第170章 烛九阴闭上了眼睛(1/2)
玄女坐在篝火边,手里端着一碗犬戎人递来的兽骨酒。她这段时间异常安静,只是偶尔抬眼看看那些围着篝火割肉喝酒的犬戎人,什么也不说。
有赤兽,马状无首,名曰戎宣王尸。戎宣王尸——一匹没有头颅的赤马,站在融父山的山脊上。
马身修长矫健,四肢稳稳地踏在岩石上,但脖颈之上空空荡荡。它是犬戎先祖的遗骸,无首之马站在山脊上,赤色皮毛在山风中微微飘动。文渊想起了夏耕之尸——那具无首持戈的夏桀臣子。夏耕是被商汤斩首后自行走到巫山的降服之尸,戎宣王尸是先祖遗骸在漫长岁月中化为的沉默坐标。
西北海之外,赤水之北,有章尾山。有神,人面蛇身而赤,直目正乘,其瞑乃晦,其视乃明,不食不寝不息,风雨是谒。是烛九阴,是烛龙。
章尾山不高,但极长,从西到东绵延起伏。山体是赤红色的——不是栾木枝条那种赤红,而是熔岩在冷却前最后一瞬的那种暗红,深沉、炽热、蕴含着随时可能喷薄而出的光。文渊站在这座赤红山脉的脚下仰头往上看,山顶隐没在云层中,云层被山体内部的赤光映成了淡红色。
烛龙盘在章尾山上。人面,蛇身,赤色,身长千里。他在海外北经见过烛阴——钟山之神,视为昼,瞑为夜,吹为冬,呼为夏。大荒北经的这个烛龙是另一个版本——直目正乘,不食不寝不息,风雨是谒。
他的眼睛是竖着的,直目。他闭上眼,天地就陷入黑暗;他睁开眼,天地就亮如白昼。他不吃不喝不睡觉不呼吸,风雨听从他的召唤。是烛九阴,是烛龙。他盘在章尾山上,赤红色的蛇身从山脊一直绵延到地平线尽头,鳞片每一片都有房屋那么大,在黑暗中隐隐发着暗红色的微光。
文渊双膝一软单膝跪在了山脚下的赤色碎石上。不是被威压震慑——他在海外北经已经见过烛阴一次,那次他也跪了。这次他跪是因为他终于把山海经里所有的创世级神灵走完了。

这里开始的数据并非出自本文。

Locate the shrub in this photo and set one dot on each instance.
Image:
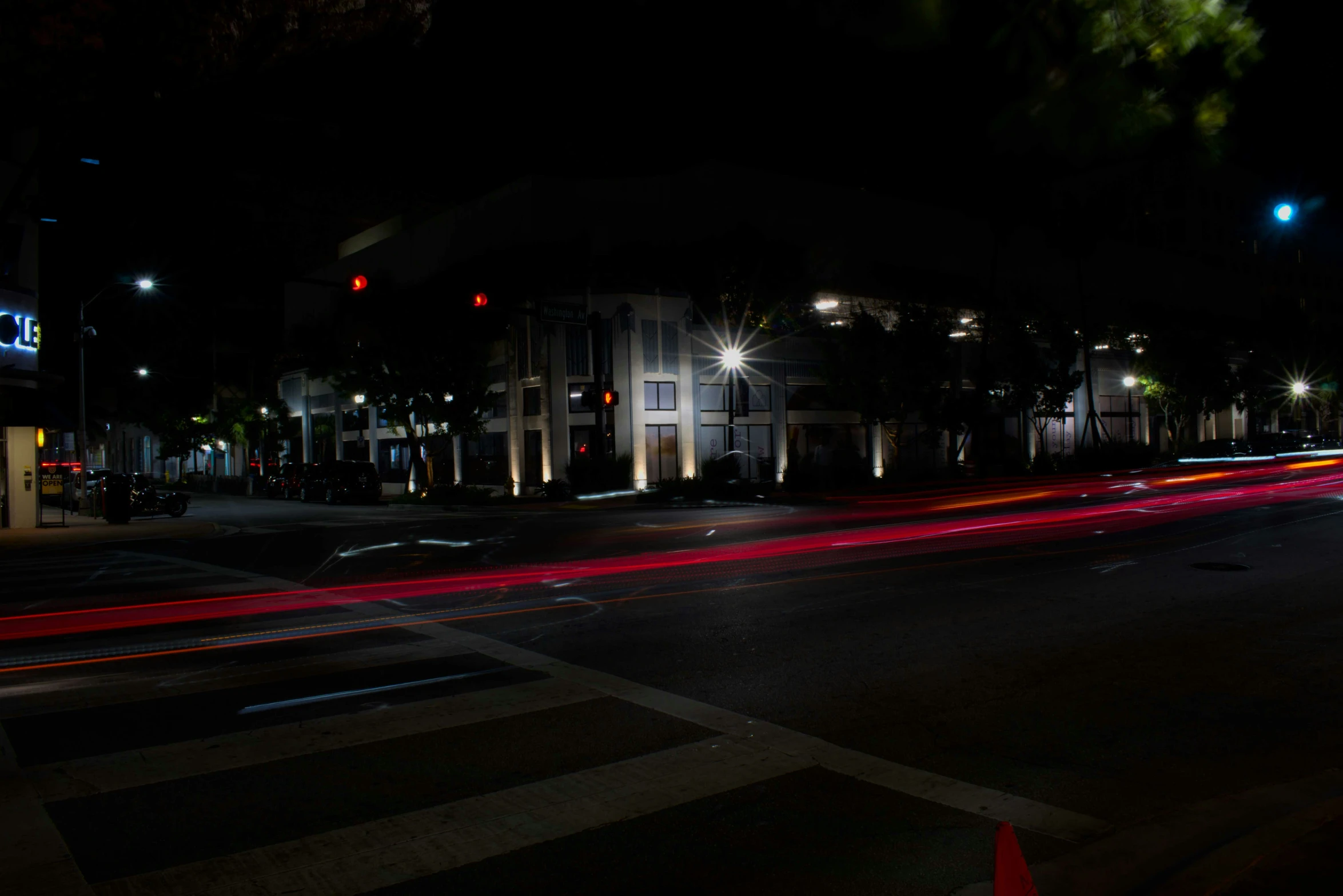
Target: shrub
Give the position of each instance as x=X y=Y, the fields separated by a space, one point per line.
x=448 y=495
x=556 y=490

烛龙是终点。不是大荒北经的终点,是他整个山海之旅的终点。从东山经的樕鼄山鳙鳙鱼开始,他走过南山经的青丘九尾狐、西山经的西王母玉山、北山经的精卫发鸠山,走过海外各经的刑天干戚之舞、夸父桃林、竖亥丈地,走过海内各经的昆仑虚建木、巴蛇吞象,走过大荒各经的少昊之国、女娲之肠、太子长琴始作乐风。每一座山,每一条河,每一个神灵,每一头异兽,全部指向同一个方向——章尾山,烛龙。
玄女安静地立在他的身后,双手手垂在身侧,手指微微蜷曲,表情安静而庄严。
天地忽然暗了。
烛龙闭上了眼睛。从章尾山顶到地平线尽头,所有的赤光在一瞬间熄灭。世界陷入彻底的黑暗。
文渊跪在黑暗中,心跳如擂鼓。他听到自己的呼吸,听到玄女的呼吸,听到身后赤虺盘在他肩头发出的细微嘶嘶声。然后烛龙睁开了眼睛。天地在一瞬间亮了——那种亮不是太阳升起的亮,不是篝火点燃的亮,而是昼和夜在一瞬间完成切换的亮。
昼与夜之间没有过渡,只有烛龙的眼睑。闭上就是夜,睁开就是昼。风雨是谒——风在他睁眼时停歇,雨在他闭眼时飘落。不食不寝不息,他只是存在着,用自己的双眼和呼吸维持着整个世界的昼夜与风雨。